According to proposals by the Ministry of Health and Child Welfare and World Health Organisation (WHO), prisoners could soon benefit from initiatives to curb the spread of the deadly scourge.
The director of the Aids and TB programme, Owen Mugurungi, recently told journalists during a seminar under the theme “Understanding multiple concurrent partnerships and male circumcision” that his ministry was working with the Justice ministry to address health challenges in the country’s prisons.
Mugurungi says they are embarking on the project after noting that there were frequent unprotected homosexual relations in the penitentiaries and upon release the likelihood to affect spouses and girlfriends was high.
Mugurungi said: “We will do whatever it takes, even if it means giving prisoners condoms.”
It is still not clear whether inmates would be allowed regular visits by their spouses and the criteria to be used in distribution. Nonetheless, the proposals are likely to reignite intense public debate on homosexuality.
Long time ruler President Robert Mugabe, Prime Minister Morgan Tsvangirai, some church leaders and traditionalists have condemned homosexuality while a large number of Zimbabweans have been speaking out against the practice during the constitution outreach meetings.
While Mugabe once famously described homosexuals “as worse than pigs and dogs”, some civil society organisations have insisted that there is nothing wrong in being gay arguing it was a human right.
Unprotected homosexual sex is however rife in the country’s prisons especially among the younger generation.
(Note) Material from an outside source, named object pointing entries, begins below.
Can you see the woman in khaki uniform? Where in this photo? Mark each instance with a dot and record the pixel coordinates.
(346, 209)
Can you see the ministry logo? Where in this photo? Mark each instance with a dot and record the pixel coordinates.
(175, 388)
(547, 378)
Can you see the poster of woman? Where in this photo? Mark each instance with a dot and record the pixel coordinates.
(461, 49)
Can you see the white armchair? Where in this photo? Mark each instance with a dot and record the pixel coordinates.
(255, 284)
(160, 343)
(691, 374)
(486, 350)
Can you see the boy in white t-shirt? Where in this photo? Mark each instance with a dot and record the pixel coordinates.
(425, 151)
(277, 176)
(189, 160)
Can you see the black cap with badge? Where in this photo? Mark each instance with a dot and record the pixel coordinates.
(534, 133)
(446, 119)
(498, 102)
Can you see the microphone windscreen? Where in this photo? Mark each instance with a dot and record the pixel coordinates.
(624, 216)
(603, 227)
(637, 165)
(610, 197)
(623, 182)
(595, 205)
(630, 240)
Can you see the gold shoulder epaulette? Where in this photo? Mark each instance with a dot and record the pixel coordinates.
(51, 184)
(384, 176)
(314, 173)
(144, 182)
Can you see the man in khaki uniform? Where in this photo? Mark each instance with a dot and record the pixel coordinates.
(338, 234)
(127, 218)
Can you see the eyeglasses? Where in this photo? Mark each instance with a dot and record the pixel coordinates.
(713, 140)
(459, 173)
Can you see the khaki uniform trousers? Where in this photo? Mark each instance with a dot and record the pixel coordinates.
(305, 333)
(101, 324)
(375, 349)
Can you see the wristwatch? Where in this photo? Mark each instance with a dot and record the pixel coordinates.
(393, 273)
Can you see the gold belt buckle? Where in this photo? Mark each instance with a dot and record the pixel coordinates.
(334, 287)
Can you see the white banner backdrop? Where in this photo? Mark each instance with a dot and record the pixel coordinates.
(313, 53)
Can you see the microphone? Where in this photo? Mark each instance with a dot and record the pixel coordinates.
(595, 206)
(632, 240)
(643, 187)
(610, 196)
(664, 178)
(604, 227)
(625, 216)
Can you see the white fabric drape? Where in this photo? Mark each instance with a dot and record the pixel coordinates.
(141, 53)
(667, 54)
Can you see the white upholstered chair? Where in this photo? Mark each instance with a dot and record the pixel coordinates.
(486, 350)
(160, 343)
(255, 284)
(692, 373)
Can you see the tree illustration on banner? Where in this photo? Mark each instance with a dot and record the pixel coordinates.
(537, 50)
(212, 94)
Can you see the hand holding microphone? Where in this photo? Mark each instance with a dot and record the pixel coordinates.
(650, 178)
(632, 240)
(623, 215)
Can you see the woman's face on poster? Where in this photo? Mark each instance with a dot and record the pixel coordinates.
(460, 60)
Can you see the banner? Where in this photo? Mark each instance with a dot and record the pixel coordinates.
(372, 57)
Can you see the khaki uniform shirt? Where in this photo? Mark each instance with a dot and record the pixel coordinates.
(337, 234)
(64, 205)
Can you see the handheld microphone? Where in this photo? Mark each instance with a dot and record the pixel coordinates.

Other proposals by the ministry include screening patients for tuberculosis (TB) and isolating infected prisoners to curb the spread of the disease which is common in the country’s prisons.
Charles Sandi, in charge of tuberculosis in the ministry’s Aids and TB unit, said a specialist from abroad has been evaluating the country’s prisons health situation for the past three months.
“Basically, we are working with the WHO to review our HIV and TB policy in prisons. What we want to do is to strengthen the diagnosis of all prisoners and this entails immediately screening inmates for treatment, and when diagnosed we will try to ensure that they get supervised treatment,” he said.
“We want to improve infection control measures, through mainly isolating TB patients, but all we can do is recommend because we don’t know how they (Ministry of Justice and Legal Affairs) will take it from a security point of view.
“Prisoners are normally not viewed as people with rights and sometimes the responsiveness is very slow, but we hope they will be changes.”
TB is an air-borne disease and thrives in squalor and where there is inadequate ventilation such as in prisons.